First Reading: 1 2 Cor 4:7-15
Psalm: 126:1bc-2ab, 2cd-3, 4-5, 6
Gospel: Mt 20:20-28
Today is the feast of St. James, brother of John, one of Zebedee’s sons. He was present at the Transfiguration and most of Jesus’ miracles. He was the first disciple to be martyred, around the year 42. The martyrdom of St. James is significant in light of today’s Gospel. Whereas he was the first of the apostles to be martyred, he was also one of those who dared to ask Jesus for a special place in the kingdom. Recall that James and John, accompanied by their mother, approached Jesus and asked that they be seated on Jesus’ right and left when Jesus reigns in his kingdom. They were asking for places of honor, the best seats in the house, but Jesus could only ask them in response, “Can you drink the cup I am going to drink?” James and John answered in the affirmative, and indeed, like Jesus, James died for his faith.

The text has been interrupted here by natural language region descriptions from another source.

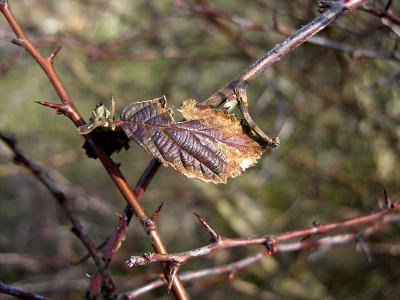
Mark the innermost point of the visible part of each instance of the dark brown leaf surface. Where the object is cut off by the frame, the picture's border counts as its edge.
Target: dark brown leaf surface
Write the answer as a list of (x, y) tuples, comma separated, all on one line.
[(210, 145)]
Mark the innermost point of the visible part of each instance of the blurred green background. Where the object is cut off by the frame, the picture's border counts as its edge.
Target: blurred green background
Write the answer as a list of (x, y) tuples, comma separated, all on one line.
[(337, 117)]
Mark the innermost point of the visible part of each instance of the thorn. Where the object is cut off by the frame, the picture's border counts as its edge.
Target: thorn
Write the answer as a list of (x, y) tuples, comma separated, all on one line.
[(61, 108), (388, 202), (157, 212), (270, 246), (379, 203), (231, 274), (364, 247), (9, 140), (53, 54), (4, 3), (174, 270), (215, 237), (17, 42)]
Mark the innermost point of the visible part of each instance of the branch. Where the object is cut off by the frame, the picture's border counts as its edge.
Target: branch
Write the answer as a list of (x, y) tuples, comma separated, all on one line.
[(245, 24), (69, 110), (6, 289), (64, 202), (269, 241), (232, 268), (124, 219), (240, 82)]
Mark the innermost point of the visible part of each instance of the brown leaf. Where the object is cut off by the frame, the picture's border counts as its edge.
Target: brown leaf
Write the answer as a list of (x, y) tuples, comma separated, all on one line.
[(210, 145)]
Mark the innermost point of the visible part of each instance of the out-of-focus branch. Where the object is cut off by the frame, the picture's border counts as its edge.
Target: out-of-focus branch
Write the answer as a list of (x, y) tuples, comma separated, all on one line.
[(67, 107), (387, 16), (269, 241), (64, 202), (232, 268), (5, 289)]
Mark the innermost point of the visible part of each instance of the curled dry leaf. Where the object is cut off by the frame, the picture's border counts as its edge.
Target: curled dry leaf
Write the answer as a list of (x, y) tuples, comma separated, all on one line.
[(210, 145)]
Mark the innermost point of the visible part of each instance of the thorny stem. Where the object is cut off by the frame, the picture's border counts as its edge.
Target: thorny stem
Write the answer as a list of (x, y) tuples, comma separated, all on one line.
[(47, 65), (270, 241), (242, 79), (242, 263)]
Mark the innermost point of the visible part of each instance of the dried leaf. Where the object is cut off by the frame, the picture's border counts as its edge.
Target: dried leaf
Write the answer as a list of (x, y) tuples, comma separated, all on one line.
[(210, 145)]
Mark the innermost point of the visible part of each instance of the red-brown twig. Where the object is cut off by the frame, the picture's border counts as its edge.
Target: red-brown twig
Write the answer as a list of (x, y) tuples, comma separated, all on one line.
[(67, 107), (269, 241), (232, 268), (240, 82), (5, 289), (124, 219), (245, 24), (64, 202)]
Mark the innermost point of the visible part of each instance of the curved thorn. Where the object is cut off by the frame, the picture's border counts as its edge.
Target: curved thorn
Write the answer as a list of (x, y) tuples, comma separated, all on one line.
[(214, 235), (59, 107), (174, 270), (157, 212), (53, 54)]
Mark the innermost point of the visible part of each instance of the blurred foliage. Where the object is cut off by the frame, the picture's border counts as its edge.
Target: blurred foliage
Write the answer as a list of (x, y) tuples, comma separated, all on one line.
[(337, 118)]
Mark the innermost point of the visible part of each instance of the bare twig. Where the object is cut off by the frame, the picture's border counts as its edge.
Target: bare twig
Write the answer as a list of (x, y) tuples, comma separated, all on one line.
[(232, 268), (240, 82), (270, 240), (124, 219), (245, 24), (5, 289), (69, 110), (64, 202)]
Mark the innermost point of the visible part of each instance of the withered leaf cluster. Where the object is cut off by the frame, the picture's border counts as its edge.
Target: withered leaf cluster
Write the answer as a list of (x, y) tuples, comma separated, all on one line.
[(211, 145)]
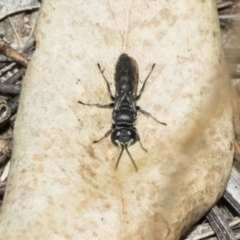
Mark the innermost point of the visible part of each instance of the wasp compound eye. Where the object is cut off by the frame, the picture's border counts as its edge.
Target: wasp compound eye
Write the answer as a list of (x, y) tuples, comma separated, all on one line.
[(124, 136)]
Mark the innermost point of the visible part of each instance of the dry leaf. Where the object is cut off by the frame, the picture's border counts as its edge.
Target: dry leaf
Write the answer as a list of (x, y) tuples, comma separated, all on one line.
[(66, 186)]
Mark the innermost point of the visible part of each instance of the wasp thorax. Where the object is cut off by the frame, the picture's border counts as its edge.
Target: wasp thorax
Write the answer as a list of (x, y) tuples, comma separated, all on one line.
[(124, 136)]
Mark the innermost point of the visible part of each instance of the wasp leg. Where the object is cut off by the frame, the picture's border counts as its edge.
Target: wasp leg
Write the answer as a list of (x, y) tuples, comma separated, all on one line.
[(140, 141), (106, 135), (97, 104), (108, 85), (119, 157), (144, 83), (148, 115)]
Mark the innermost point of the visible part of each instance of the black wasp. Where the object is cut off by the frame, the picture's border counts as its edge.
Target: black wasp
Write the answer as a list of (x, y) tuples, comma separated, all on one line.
[(124, 115)]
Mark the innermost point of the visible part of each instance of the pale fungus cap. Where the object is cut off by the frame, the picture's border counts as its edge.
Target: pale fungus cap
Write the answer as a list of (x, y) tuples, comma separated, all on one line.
[(61, 185)]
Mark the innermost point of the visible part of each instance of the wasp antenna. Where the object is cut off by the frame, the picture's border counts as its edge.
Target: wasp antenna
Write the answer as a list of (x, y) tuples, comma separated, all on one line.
[(131, 158), (120, 155)]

There is something in us that wants to be given importance. We feel good when we are praised or affirmed, and rightly so. But sometimes we start doing things for the sake of being praised. While this is a very human impulse, Jesus turns the table on us and says that “anyone who wants to be great among you must be your servant, and anyone who wants to be first among you must be your slave, just as the Son of Man came not to be served but to serve….”
Here we have in summary Jesus’ radical idea of servant leadership. To be great is not to be recognized or acknowledged as such, but to be a humble servant. To be first is not to get ahead of all the others, but to be their slave. This goes against the wisdom of the world. Even when we try to be servant leaders, people can still praise us for it, and that’s fine as long as our motivations are clear. Besides, those moments of praise and adulation do not last. In the end, servant leadership is a life-style, something we try to do day in and day out, especially when no one is looking. It is to fulfill our daily duties and commitments with humility and love, even when we are not appreciated for it. At times we may even be persecuted or ridiculed for our commitments. At times we may have to swallow our pride for the sake of the greater good.